"Billy, Billy!" said his mother reprovingly. "When will you learn to behave yourself and to take care?"

"When will you let me join the Boy Scouts?" retorted her youngest born, gazing up at the ceiling with the face of an innocent cherub, and Mrs. Dashwood was obliged to smile as she looked at her eldest son.

"Your father will be very pleased, Bob," she said. "There have been Dashwoods in the regiment for generations, and it is nice to feel that both my boys will be in a battalion in their father's brigade."

"You should be very proud, madame, that yours is such a military family," said a young man who sat opposite to the children with his back to the tall windows. "Let me see, you will now have four members serving at this great crisis?"

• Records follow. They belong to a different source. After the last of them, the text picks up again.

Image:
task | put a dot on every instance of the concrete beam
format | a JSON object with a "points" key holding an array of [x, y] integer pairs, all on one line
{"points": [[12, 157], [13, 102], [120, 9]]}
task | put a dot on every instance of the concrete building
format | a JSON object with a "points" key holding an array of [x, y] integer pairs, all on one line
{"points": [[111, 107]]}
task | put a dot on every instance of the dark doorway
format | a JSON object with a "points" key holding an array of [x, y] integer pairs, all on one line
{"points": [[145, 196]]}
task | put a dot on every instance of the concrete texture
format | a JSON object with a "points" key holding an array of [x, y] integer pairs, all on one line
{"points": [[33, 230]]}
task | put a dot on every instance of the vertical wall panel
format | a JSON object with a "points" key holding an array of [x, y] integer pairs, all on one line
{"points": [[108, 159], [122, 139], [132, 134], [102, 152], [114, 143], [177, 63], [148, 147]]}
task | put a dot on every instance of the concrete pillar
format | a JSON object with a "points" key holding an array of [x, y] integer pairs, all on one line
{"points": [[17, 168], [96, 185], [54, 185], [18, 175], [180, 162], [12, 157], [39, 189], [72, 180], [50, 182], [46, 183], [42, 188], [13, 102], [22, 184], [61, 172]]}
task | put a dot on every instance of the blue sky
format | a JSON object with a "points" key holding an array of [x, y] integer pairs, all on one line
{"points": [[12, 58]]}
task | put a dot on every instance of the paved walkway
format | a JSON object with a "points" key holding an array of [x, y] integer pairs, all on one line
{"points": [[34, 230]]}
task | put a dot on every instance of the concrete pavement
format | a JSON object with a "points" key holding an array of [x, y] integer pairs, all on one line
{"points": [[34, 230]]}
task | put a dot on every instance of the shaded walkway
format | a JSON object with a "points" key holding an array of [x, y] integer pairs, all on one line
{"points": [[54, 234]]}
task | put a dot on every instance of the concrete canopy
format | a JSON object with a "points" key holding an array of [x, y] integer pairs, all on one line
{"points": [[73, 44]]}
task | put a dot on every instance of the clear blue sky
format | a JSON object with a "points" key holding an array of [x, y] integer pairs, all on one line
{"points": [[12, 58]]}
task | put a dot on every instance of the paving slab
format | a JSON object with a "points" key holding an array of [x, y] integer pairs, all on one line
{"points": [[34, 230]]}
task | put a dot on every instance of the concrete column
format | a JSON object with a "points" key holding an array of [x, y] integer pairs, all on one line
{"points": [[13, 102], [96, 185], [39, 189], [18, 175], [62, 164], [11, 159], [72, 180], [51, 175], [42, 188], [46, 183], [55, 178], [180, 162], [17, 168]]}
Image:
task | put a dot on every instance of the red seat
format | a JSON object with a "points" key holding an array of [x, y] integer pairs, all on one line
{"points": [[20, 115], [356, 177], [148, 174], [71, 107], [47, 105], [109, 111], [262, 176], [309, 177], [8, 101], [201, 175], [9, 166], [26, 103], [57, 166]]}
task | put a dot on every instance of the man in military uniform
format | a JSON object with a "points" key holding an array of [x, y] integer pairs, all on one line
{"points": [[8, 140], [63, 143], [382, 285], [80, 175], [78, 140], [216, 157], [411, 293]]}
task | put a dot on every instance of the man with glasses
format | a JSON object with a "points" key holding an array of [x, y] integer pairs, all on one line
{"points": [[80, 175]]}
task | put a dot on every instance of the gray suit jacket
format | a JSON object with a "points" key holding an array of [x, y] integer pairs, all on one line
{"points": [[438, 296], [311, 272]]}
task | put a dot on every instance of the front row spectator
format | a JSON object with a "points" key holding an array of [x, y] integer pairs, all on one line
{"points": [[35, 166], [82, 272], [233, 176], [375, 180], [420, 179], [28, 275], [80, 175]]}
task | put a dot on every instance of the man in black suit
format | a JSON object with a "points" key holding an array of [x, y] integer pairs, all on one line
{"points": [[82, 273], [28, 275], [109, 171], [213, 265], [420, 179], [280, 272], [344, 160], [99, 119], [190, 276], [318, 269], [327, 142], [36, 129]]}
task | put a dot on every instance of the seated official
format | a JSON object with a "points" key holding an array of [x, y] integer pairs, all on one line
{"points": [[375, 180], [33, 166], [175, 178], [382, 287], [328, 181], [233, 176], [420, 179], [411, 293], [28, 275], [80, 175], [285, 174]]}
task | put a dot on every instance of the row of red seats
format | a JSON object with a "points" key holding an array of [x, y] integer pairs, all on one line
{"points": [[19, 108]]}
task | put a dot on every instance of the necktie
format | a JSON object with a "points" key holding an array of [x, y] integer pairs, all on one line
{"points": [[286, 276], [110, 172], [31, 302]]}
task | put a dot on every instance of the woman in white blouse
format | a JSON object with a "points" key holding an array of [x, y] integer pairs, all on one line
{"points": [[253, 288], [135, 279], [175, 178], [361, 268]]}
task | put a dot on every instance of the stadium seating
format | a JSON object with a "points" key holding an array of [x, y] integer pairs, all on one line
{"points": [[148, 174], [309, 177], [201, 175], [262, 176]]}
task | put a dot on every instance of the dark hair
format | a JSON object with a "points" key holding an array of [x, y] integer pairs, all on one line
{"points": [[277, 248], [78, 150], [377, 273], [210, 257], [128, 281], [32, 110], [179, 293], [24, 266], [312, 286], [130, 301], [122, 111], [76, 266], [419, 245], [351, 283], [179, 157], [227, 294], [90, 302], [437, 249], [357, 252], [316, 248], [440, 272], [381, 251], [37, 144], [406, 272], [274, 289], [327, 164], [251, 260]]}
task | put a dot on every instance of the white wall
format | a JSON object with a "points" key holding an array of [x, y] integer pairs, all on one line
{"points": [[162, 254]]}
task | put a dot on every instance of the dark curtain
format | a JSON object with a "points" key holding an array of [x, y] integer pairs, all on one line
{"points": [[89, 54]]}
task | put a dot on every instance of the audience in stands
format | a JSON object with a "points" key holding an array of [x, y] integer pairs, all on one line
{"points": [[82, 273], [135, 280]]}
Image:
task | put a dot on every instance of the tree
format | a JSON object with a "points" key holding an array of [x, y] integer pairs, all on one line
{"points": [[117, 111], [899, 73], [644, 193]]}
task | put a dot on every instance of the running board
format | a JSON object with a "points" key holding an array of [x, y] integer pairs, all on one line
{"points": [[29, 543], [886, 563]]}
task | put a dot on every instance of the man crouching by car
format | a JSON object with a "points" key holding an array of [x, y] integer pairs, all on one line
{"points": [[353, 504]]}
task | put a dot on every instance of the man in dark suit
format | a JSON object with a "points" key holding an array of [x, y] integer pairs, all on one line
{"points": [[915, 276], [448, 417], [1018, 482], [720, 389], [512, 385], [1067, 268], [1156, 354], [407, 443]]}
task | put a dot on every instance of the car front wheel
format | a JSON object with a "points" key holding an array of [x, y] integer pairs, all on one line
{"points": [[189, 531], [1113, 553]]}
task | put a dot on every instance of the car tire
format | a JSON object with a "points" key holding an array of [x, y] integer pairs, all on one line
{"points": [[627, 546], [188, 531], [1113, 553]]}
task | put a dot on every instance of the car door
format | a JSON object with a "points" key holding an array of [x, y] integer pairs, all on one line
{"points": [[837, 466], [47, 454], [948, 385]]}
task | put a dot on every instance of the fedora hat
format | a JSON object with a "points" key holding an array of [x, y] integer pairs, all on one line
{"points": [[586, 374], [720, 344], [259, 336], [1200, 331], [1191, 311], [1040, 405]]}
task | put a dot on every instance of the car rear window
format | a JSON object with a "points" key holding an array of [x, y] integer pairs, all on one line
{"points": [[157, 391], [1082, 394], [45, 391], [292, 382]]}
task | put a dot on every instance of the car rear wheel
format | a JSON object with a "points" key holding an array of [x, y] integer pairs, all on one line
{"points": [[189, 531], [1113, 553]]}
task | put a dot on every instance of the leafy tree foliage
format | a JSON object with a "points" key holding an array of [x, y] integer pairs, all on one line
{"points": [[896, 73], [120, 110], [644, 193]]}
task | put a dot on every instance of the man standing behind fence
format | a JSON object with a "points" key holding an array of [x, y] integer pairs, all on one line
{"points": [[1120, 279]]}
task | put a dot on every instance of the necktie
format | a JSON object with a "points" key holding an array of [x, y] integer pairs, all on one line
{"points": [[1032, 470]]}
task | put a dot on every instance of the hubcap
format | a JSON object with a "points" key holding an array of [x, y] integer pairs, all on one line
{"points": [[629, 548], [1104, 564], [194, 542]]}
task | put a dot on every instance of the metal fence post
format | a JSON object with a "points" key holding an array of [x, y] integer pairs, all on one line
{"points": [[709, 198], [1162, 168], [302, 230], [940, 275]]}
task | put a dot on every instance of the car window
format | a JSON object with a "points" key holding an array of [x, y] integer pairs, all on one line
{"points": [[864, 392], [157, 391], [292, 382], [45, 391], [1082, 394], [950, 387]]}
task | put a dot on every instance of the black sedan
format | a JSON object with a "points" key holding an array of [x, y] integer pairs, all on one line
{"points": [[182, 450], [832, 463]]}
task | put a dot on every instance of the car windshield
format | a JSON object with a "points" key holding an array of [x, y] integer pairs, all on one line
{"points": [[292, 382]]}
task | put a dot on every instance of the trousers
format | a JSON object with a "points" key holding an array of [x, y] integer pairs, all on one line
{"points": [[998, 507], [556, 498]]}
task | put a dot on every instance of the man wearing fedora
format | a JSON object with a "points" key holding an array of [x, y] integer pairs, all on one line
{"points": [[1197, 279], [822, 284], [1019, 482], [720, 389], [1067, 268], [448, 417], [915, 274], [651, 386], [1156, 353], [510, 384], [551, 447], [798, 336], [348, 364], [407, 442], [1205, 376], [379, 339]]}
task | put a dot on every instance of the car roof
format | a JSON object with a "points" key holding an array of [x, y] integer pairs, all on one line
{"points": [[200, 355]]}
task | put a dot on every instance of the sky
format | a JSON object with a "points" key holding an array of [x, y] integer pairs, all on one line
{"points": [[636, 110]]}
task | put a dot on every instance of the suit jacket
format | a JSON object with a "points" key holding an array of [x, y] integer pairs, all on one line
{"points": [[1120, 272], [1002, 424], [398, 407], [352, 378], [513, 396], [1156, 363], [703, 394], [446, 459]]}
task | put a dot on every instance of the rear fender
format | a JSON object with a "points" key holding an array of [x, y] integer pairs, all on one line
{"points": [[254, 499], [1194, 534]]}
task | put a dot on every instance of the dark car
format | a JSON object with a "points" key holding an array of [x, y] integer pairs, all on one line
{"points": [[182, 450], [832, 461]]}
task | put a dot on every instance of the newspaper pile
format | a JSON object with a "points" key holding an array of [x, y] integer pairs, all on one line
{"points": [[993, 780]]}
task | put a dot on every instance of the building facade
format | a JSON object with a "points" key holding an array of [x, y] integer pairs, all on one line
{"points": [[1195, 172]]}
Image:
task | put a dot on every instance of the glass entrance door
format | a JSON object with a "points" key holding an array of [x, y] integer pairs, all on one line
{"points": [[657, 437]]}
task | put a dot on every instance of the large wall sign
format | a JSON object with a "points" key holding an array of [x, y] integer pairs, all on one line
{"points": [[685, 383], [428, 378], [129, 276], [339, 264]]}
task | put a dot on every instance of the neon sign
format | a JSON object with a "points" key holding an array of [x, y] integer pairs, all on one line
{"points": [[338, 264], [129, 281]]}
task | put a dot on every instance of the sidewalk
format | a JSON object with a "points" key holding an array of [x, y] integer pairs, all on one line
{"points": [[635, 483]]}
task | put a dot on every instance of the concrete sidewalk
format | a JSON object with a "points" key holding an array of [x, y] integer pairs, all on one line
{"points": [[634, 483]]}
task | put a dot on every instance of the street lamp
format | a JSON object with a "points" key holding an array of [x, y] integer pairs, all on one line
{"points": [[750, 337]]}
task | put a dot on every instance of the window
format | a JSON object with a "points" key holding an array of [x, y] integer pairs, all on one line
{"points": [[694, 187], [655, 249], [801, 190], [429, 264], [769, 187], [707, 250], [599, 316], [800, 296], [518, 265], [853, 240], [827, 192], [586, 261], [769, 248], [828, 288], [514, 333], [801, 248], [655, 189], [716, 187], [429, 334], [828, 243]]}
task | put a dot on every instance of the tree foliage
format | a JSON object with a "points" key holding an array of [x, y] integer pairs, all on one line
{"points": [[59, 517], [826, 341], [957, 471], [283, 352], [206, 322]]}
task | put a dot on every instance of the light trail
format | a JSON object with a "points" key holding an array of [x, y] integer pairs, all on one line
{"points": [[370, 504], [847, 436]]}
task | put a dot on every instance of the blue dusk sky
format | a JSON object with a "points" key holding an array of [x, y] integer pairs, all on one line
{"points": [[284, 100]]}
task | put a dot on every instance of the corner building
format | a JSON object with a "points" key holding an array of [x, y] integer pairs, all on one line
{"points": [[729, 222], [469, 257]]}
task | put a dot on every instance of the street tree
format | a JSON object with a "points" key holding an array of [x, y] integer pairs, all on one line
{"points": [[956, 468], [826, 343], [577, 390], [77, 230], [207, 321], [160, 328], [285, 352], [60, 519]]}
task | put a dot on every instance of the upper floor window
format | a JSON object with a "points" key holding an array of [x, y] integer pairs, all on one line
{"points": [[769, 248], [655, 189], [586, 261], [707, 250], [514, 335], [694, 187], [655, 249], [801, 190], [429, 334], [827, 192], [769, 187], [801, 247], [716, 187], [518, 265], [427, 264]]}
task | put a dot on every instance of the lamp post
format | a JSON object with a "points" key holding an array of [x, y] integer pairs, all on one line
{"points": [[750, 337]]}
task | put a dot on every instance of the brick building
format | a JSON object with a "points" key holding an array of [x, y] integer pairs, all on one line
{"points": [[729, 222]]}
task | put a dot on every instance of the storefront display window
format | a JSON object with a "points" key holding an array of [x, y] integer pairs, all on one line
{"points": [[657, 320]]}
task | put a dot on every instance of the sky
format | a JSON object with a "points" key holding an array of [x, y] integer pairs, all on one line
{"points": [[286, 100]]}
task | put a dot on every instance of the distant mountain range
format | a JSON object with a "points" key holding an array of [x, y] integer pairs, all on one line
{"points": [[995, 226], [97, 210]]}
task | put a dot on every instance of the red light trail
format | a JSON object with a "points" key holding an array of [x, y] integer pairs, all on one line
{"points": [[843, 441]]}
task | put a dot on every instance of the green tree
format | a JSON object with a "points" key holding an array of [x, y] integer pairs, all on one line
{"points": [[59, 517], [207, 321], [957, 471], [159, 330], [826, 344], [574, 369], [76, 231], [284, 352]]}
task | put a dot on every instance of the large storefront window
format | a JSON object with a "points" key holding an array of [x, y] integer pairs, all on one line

"Yes, it is an honour of which I am indeed more than proud, Monsieur Van Drissel," said his hostess.

"But Uncle Eric doesn't count—he's only at the War Office, and they do nothing there," interposed the irrepressible Billy.

"I shall send you out of the room if you're rude," said his mother. "The War Office is a most important branch."

It was a pleasant room in a charming house, whose grounds sloped down to the ornamental water in Regent's Park, and if one had not known it, one might have imagined it to be one of those countless English homes into which the war had not penetrated.

Captain Bob, looking very different now from the crumpled figure at the bottom of the trench, had escaped death from the sniper's bullet by a fraction of an inch, but he had made quick recovery, and before his month's sick furlough was at an end he was already secretly yearning to get back again. He knew that there was a great push in contemplation, and his only fear was that he might not be in it.

Everything in that room spoke of comfort and money, and everything was very English, except the young man with his back to the windows, and the young woman with the dark eyes on the opposite side of the table.